Çocuklarının zorunlu din dersinden muaf tutulmasını isteyen velilerin hukuk mücadelesinde bir dava daha kazanıldı.
Dava kararında, ebeveynlerin, çocuklarının Din derslerine katılmalarının tamamen isteğe bağlı hale getirilerek, din derslerine katılmamayı tercih edebilecekleri en tabii haklarıdır” değerlendirmesi yer aldı.
İstanbul 9. İdare Mahkemesi, Özel Doğu Ataşehir Ortaokulunda okuyan 7. sınıf öğrencisinin velilerinin, öğrencinin din kültürü ve ahlak bilgisi dersinden muaf tutulması istemiyle 22 Eylül 2015'te yaptıkları başvurunun zımnen reddine ilişkin işlemin iptaline yönelik taleplerini haklı buldu.
Dava sonucu dün velilerin avukatı Özge Simge Demir'e tebliğ edildi.
YÜRÜTMEYİ DURDURMA VE DAVANIN KAZANILMASI
Veliler Cem Haktan ve Necla Karatekin, o dönem 5. sınıf öğrencisi olan kızlarının din dersinden muaf tutulması için okul ve Milli Eğitim Bakanlığına yaptıkları başvuru sonucu olumsuz yanıt almış ve bu durumun düzeltilmesi için idare mahkemesine dava açmışlardı. Bir yılı aşkın süredir devam eden davada, yürütmeyi durdurma kararı çıkmış, öğrenci din kültürü ve ahlak bilgisi derslerine katılmama hakkını kazanmıştı. Nihayet 17 Ocak 2017'de davacıların avukatına, davanın olumlu sonuçlandığını bildiren karar ulaştı.
AİHS VE ÖNCEKİ KARARLAR
İstanbul 9. İdare Mahkemesinin E.2016/95 ve K.2016/1521 numaralı kararında, İnsan Hakları ve Temel Özgürlüklerin Korunmasına İlişkin Sözleşme'ye (Avrupa İnsan Hakları Sözleşmesi) ve sözleşmenin Düşünce, vicdan ve din özgürlüğü başlıklı 9. maddesinin 1. fıkrası ile 1 No'lu protokolünün Eğitim hakkı başlıklı 2. maddesine, Anayasa Mahkemesinin 16.8.1998 gün ve E: 1997/62, K: 1998/52 sayılı kararına ve Danıştay 8. Dairesinin 15.05.2009 günlü E: 2007/8365, K: 2009/3238 sayılı kararına gönderme yapılarak, dava konusu işlemde hukuka uyarlık bulunmadığı sonucuna varıldı.

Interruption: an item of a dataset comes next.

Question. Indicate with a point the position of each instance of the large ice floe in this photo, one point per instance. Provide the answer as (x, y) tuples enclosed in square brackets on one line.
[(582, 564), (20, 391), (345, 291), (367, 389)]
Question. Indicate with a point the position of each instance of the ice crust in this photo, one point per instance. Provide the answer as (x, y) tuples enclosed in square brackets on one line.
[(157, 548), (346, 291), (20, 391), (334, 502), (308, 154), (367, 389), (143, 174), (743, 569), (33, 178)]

TAMAMEN İSTEĞE BAĞLI OLMALI
Karar metninde şu ifadelere yer verildi:
...ebeveynlerin çocuklarını her zaman aydınlatabileceği; öğütler verebileceği ve eğitici olarak çocukları üzerinde doğal ebeveynlik fonksiyonları uygulayarak ve onları kendi dini ve felsefi kanaatleri doğrultusunda yönlendirebileceğinden; din derslerine katılmalarının tamamen isteğe bağlı hale getirilerek, din derslerine katılmamayı tercih edebilecekleri en tabii haklarıdır. Bu durumda, anayasanın 24. maddesinde, din kültürü ve ahlak bilgisi öğretiminin zorunlu olduğunun belirtilmesi, ilk ve ortaöğretim kurumlarında verilen öğretimin adının din kültürü ve ahlak bilgisi olmasına rağmen, din eğitiminin ancak kişilerin kendi isteğine, temsilcilerinin, çocuklarına okulda din kültürü dersinin verillmesini istemedikleri takdirde, din kültürü ve ahlak bilgisi dersini almaya zorlanamayacakları en temel hakları olduğundan dava konusu işlemde hukuka aykırılık bulunmadığı sonucuna varılmıştır.